Virtual 2021 Annual Meeting of the US Society of Toxicology and ToxExpo

Abstract

Inhibition of transporters that mediate hepatic drug uptake and/or biliary excretion may cause clinically relevant drug-drug interactions (DDIs) leading to potentiated or reduced efficacy, and/or increased or reduced toxicity to liver or other tissues. These DDIs are difficult to assess, since accurate prediction of changes in tissue exposure in vivo based on in vitro transport interaction data is challenging. Dynamic contract enhanced magnetic resonance imaging (DCE-MRI) enables in vivo visualisation of hepatic transporter mediated uptake and efflux of the contrast agent gadoxetate.

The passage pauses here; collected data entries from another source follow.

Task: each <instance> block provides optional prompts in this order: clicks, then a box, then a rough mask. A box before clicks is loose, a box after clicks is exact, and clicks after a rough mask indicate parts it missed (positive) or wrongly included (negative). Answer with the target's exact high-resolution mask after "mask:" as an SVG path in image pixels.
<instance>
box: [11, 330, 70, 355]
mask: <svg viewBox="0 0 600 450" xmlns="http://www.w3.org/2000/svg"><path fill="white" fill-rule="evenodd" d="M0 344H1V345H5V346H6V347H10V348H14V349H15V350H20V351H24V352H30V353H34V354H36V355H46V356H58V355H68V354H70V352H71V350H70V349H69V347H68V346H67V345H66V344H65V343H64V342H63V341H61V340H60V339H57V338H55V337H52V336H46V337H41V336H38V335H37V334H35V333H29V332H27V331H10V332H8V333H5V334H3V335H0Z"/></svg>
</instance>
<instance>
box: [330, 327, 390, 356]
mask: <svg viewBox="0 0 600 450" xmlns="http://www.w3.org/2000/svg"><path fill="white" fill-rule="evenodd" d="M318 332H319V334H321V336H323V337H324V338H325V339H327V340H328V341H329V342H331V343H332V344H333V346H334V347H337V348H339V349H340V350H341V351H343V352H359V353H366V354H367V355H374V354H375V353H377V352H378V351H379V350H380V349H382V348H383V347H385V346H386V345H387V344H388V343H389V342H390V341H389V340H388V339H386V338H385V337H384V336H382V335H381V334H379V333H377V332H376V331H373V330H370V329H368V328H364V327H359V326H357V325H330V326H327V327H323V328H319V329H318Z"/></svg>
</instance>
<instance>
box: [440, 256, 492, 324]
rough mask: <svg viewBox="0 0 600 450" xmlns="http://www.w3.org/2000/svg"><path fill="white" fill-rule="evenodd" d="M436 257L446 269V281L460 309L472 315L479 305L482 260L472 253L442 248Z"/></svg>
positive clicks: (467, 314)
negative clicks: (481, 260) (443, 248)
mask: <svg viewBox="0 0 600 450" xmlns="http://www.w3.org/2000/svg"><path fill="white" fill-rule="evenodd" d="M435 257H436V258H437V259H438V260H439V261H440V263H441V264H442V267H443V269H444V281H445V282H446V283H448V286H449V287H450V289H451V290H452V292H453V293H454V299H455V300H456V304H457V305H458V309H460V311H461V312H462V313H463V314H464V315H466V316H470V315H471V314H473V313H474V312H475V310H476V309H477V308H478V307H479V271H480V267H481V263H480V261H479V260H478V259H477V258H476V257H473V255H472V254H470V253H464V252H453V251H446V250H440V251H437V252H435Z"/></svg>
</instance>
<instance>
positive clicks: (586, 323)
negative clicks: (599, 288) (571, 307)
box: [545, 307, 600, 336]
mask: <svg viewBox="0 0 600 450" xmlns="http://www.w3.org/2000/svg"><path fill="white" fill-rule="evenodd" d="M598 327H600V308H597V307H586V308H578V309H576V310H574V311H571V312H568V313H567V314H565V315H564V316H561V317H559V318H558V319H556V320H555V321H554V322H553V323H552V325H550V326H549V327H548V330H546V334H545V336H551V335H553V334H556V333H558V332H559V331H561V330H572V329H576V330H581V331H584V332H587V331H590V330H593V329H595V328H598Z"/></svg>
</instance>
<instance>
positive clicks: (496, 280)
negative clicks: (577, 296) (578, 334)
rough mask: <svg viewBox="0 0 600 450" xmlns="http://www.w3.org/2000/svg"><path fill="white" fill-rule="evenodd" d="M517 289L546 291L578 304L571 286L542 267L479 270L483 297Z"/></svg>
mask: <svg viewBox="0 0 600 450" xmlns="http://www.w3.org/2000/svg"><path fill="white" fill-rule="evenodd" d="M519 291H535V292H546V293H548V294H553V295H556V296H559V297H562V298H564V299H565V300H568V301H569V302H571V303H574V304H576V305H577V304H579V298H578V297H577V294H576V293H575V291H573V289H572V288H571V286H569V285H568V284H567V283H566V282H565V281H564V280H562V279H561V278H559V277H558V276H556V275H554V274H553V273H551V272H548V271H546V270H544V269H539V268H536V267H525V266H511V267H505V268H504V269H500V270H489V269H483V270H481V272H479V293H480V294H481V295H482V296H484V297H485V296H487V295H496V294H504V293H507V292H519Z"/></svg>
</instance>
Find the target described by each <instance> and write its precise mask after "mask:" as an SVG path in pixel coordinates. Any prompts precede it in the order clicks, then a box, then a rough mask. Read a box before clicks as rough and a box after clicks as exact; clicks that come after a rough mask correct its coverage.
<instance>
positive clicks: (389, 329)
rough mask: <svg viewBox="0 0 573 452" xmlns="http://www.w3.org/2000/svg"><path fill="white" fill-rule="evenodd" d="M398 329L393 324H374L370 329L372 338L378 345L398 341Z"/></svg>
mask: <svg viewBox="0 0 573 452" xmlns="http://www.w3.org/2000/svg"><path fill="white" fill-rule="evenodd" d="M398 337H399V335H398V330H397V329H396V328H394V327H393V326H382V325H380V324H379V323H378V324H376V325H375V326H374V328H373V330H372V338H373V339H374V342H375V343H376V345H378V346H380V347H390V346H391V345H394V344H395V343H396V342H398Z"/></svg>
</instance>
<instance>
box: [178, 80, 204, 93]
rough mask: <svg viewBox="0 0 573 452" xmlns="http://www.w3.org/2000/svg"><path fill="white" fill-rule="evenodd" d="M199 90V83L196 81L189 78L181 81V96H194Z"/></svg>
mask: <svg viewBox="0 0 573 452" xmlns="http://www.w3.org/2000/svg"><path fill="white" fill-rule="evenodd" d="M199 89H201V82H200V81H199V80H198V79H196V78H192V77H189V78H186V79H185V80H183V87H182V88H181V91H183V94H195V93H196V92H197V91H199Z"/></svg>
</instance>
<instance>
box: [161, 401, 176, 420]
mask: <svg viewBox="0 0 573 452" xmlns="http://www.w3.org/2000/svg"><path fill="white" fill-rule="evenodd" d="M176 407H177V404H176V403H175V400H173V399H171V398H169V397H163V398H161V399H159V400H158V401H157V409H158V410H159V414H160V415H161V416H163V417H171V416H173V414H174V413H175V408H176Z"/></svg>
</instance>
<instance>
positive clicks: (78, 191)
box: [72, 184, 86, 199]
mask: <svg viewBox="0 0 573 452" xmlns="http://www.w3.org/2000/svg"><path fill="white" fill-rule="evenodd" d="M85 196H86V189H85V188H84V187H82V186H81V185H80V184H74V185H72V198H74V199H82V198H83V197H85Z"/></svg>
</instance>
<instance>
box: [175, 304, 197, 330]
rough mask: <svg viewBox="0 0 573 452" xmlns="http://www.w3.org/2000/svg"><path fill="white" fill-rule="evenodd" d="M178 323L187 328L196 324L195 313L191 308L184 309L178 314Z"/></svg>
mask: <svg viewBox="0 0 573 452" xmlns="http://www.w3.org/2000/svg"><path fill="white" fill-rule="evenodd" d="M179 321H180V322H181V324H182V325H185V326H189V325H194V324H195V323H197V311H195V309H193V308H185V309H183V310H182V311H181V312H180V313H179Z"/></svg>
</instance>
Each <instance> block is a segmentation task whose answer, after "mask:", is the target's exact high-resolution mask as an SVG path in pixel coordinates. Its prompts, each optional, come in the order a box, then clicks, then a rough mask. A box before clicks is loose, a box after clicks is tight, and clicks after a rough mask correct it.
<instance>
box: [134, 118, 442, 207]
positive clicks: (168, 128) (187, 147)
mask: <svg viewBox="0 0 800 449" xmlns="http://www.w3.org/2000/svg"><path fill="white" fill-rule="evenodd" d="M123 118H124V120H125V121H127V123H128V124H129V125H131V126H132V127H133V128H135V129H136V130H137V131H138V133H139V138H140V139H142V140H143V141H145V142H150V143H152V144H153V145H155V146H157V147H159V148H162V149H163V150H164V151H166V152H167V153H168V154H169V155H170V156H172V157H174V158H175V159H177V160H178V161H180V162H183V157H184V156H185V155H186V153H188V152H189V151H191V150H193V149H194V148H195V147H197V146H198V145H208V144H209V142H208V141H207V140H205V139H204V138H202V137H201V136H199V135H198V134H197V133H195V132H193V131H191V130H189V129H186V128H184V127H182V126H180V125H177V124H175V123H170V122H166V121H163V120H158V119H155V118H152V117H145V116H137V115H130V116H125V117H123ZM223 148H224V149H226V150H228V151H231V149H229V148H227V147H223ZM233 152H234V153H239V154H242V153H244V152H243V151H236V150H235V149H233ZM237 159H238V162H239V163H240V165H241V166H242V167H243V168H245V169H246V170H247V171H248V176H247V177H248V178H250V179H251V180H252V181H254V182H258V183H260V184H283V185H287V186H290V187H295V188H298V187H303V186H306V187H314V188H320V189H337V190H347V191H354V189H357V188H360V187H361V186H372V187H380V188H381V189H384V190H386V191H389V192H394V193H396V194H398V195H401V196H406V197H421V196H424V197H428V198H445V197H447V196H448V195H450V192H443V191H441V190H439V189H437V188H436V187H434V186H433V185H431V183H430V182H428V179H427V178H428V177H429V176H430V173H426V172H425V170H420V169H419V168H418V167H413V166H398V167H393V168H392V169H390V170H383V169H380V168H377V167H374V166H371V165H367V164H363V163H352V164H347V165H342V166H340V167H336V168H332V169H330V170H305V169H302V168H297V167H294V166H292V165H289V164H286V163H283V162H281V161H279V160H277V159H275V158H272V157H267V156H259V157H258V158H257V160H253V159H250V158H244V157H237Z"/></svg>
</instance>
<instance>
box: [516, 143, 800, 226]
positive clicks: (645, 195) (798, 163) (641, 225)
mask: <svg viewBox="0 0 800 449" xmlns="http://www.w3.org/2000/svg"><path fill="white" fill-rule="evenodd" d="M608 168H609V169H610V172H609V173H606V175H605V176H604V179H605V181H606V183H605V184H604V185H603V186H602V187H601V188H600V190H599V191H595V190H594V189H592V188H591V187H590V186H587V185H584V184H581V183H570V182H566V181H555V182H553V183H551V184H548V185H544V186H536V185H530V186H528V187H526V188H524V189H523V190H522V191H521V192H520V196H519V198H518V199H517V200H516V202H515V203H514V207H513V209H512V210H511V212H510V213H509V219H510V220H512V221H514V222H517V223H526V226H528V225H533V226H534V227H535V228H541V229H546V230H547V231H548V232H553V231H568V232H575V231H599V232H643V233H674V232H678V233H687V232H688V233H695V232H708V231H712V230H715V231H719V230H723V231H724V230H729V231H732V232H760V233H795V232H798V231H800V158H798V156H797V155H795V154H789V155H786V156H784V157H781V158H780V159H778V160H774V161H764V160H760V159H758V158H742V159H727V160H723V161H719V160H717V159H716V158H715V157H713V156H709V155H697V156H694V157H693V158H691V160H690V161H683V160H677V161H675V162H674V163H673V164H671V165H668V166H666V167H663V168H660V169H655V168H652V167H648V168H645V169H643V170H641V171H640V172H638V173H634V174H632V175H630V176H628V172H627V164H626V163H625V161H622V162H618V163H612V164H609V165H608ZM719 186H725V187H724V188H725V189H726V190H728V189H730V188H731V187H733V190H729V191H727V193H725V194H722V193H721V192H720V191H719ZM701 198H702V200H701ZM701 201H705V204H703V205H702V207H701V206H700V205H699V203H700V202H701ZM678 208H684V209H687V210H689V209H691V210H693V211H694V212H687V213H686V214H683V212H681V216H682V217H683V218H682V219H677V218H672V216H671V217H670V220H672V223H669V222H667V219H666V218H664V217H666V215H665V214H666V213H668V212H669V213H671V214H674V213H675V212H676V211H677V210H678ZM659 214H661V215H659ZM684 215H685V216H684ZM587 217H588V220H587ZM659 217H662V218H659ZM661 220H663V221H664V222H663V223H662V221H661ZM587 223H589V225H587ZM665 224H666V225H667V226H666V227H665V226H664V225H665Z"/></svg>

When analysed using a compartmental kinetic model of gadoxetate disposition, gadoxetate DCE-MRI studies provide quantitative rate constants for hepatic gadoxetate uptake (khe) and biliary excretion (kbh). These processes are mediated primarily by Organic Anion Transport Polypeptides (OATPs) and Multidrug Resistance Protein Type 2 (MRP2), respectively. To evaluate drug effects on hepatic gadoxetate khe and kbh, DCE-MRI studies were undertaken in adult male Wistar rats (approx. 250g body weight) dosed intravenously (iv) with single doses of 
drugs (rifampicin, asunaprevir, bosentan, cyclosporin, ketoconazole, pioglitazone) that inhibited rat oatp, and human OATP, activities in vitro. Drug doses were selected, via pharmacokinetic modelling and simulation, to achieve rat peripheral blood plasma concentrations following iv administration that were equivalent to steady-state human blood plasma concentrations. Simulations predicted that the selected doses of rifampicin and cyclosporin reduced liver gadoxetate exposure in vivo, whereas the other tested drugs did not. Gadoxetate khe values were determined 20 min after iv administration of dose vehicle and then, in the same animals, after a minimum 48 hr washout interval and following drug administration (n=6 per group). Gadoxetate khe (min-1) was reduced (p < 0.01) following administration of rifampicin at 2 mg/kg (mean +SD, dose: 0.44+0.06; vehicle: 0.92+0.17) or cyclosporin at 5 mg/kg (mean+SD, dose: 0.08+0.02; vehicle: 1.00+0.24); but not after dosing of asunaprevir at 5 mg/kg, bosentan at 2 mg/kg, ketoconazole at 3 mg/kg or pioglitazone at 0.4 mg/kg. These results indicate that gadoxetate DCE-MRI may aid assessment of hepatic transporter-mediated DDI risk.